Key to understanding how to write an article for review for a journal is that the editor of the journal, the reviewer and the author are all engaged in a debate over the author’s work.  The author presents their research and is supposed to do so clearly and in a detailed fashion.  The editor of the journal asks a “reviewer” to enter this debate; the reviewer’s job is to (a) demonstrate that they understood the article as best they could, (b) present their criticisms in as clear and detailed way as the author had done (or sometimes in an even clearer and more detailed way if the author’s article is insufficiently clear and detailed), and (c) tell the editor whether the article should be rejected outright, rejected but invited to revise the article and resubmit it for a second review (so-called “Revise & Resubmit”), conditionally accept the article (meaning the article has so few flaws that only minor revisions are needed), or accept as is (this almost never happens).

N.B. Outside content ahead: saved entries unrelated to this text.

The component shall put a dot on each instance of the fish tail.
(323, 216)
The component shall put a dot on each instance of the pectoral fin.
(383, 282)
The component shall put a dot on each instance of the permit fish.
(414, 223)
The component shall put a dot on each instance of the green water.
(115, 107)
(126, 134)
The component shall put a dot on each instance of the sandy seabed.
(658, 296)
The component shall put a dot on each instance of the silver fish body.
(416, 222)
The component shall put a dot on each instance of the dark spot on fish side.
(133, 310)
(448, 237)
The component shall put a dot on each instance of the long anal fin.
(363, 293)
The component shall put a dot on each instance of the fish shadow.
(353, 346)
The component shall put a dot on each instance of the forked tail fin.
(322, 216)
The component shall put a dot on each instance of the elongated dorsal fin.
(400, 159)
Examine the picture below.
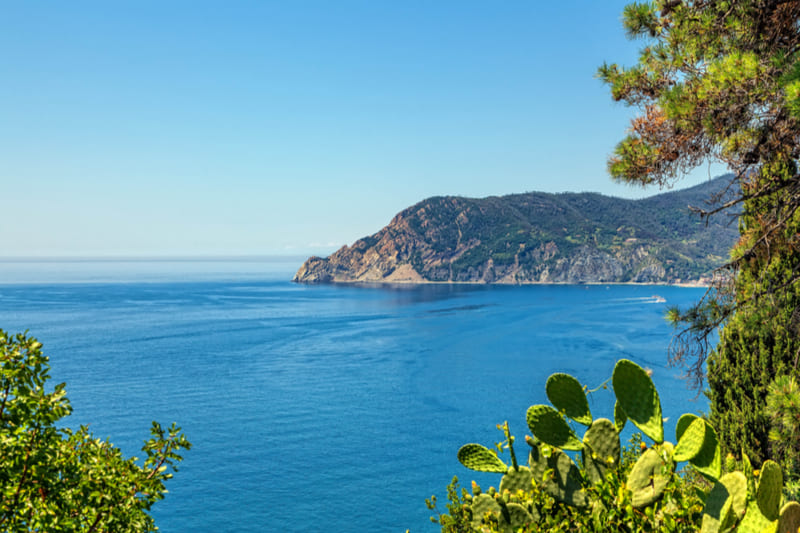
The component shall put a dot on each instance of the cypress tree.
(720, 81)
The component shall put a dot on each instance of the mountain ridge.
(539, 237)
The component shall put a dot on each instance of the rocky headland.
(539, 238)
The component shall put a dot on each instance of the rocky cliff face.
(536, 238)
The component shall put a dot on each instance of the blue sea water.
(311, 408)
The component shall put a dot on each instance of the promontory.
(539, 238)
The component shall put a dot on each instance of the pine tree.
(720, 81)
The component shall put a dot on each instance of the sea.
(323, 407)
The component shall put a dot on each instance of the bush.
(56, 479)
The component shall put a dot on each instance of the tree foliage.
(56, 479)
(720, 81)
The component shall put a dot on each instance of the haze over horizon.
(275, 128)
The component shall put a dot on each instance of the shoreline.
(685, 284)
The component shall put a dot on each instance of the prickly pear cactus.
(639, 399)
(567, 395)
(755, 522)
(789, 521)
(549, 426)
(482, 504)
(620, 418)
(513, 516)
(601, 449)
(649, 477)
(516, 480)
(480, 458)
(555, 472)
(708, 461)
(770, 490)
(725, 504)
(691, 440)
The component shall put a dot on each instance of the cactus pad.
(549, 426)
(770, 489)
(639, 399)
(601, 449)
(557, 475)
(516, 480)
(708, 460)
(755, 522)
(514, 517)
(619, 416)
(648, 478)
(482, 504)
(691, 440)
(480, 458)
(789, 522)
(567, 395)
(725, 504)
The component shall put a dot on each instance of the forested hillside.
(539, 237)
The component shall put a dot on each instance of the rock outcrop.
(538, 238)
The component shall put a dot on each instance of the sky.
(195, 128)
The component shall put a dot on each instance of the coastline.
(365, 283)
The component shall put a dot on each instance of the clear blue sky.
(292, 127)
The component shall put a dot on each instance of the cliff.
(539, 238)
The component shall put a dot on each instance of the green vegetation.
(720, 81)
(56, 479)
(516, 228)
(717, 81)
(611, 488)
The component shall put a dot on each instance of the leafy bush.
(55, 479)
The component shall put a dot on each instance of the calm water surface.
(313, 408)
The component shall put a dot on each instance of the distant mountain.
(539, 238)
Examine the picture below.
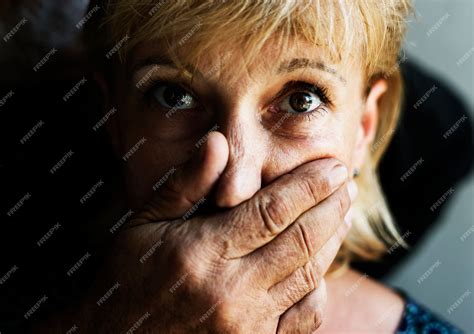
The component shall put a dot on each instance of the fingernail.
(352, 188)
(348, 217)
(338, 175)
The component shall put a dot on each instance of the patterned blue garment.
(416, 319)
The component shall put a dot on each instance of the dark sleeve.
(432, 150)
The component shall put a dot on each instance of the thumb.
(191, 182)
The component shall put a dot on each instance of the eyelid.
(299, 86)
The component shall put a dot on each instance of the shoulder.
(356, 303)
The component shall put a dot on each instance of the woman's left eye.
(171, 96)
(300, 102)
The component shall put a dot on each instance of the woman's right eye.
(171, 96)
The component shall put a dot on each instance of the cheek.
(150, 164)
(334, 139)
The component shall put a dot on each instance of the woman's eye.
(300, 102)
(173, 97)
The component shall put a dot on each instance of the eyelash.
(301, 86)
(290, 87)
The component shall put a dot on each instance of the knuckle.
(310, 276)
(273, 210)
(343, 203)
(314, 188)
(317, 319)
(303, 240)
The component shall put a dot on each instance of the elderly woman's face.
(276, 115)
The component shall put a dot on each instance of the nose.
(242, 177)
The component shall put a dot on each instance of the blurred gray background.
(441, 40)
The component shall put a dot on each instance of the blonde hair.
(373, 29)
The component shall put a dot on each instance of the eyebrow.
(162, 61)
(285, 66)
(297, 63)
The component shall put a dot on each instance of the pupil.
(174, 96)
(300, 102)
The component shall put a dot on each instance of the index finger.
(271, 210)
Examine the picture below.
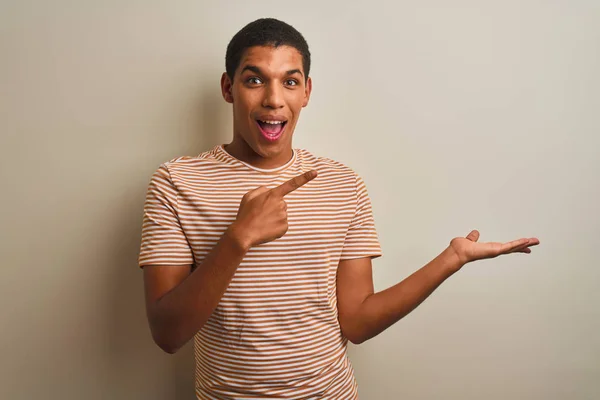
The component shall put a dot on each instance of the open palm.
(468, 249)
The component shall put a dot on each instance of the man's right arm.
(179, 301)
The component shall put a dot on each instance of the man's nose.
(273, 96)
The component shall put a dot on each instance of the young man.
(262, 252)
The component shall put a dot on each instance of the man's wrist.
(452, 260)
(237, 237)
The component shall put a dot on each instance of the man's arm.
(364, 314)
(179, 302)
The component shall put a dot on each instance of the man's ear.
(307, 91)
(226, 88)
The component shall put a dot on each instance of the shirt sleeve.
(163, 239)
(361, 239)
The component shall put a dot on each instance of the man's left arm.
(364, 314)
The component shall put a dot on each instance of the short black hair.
(265, 32)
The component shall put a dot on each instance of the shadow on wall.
(137, 365)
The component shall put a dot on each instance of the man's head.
(267, 81)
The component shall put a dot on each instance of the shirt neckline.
(224, 153)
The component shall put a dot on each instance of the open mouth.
(271, 130)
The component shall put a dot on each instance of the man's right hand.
(262, 216)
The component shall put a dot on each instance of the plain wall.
(459, 115)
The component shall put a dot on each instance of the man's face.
(268, 92)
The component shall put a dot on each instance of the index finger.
(294, 183)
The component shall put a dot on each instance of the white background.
(459, 115)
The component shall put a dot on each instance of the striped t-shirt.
(275, 332)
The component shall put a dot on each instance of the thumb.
(255, 192)
(473, 236)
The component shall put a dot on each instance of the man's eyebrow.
(295, 71)
(257, 70)
(252, 68)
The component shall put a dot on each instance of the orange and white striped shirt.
(275, 332)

The reviewer has a professional and ethical responsibility to the editor, the author, and the larger scientific community to be clear and detailed in their criticisms.

Remember, too, the audience for reviews: it is for the editor and the author, both of whom are your colleagues in the scientific community.  You have a responsibility to be respectful to them.  Reviews should be direct and honest, but language used by the reviewer can impede the points the reviewer wants to make.  Reviewers should be as careful in their reviews as the author was in writing the article.  Criticisms should be constructive, an attempt to help the author of the article do better.

Other notes:

The beginning of a professional article review necessarily begins with a summary of the article.  This is so that the editor of the journal – the one who makes a decision as to whether the article will be published in their journal – and the author who receives the review are both confident that the reviewer understood the article.

Important to note that in articles which contain tables and figures, editors and reviewers expect that the tables and figures are listed as “–  Table 1 about here –“ in the place where the table would be, and that the table or figure is placed in the back of the paper.

In modern scientific writing in English, it is acceptable to use the first person singular, „I.”  (if the work is co-authored, then “we” is used). This is called, “active writing,” and most modern journals prefer active writing.

As an example, let’s take this sentence from the December 2010 issue of the American Sociological Review, the most prestigious English language journal in sociology (emphasis added):

“Applying this strategy to several different cases, we identify three trajectories scientific propositions assume on their way through contestation to consensus among practicing scientists…”

And these two sentences from a different article in this same issue:

“In this article, I explain variation in token experiences by demonstrating that tokenism is contingent on the local cultural context in which it is embedded. I develop this argument by comparing the experiences of female and African American male investors in the leveraged buyout (LBO) industry.”

You can see these examples here:

and here:

Unfortunately or not, in modern science writing it is not necessary for authors to state how their research might be “useful for the world.”  World-usefulness is not a criterion for inclusion into social science journals.

The point that the writing style is too “journalistic” can be valid, but you would need to provide a specific example of a sentence where the style impedes on understanding the author’s thought.   At what point is “too journalistic” also “too unscientific?”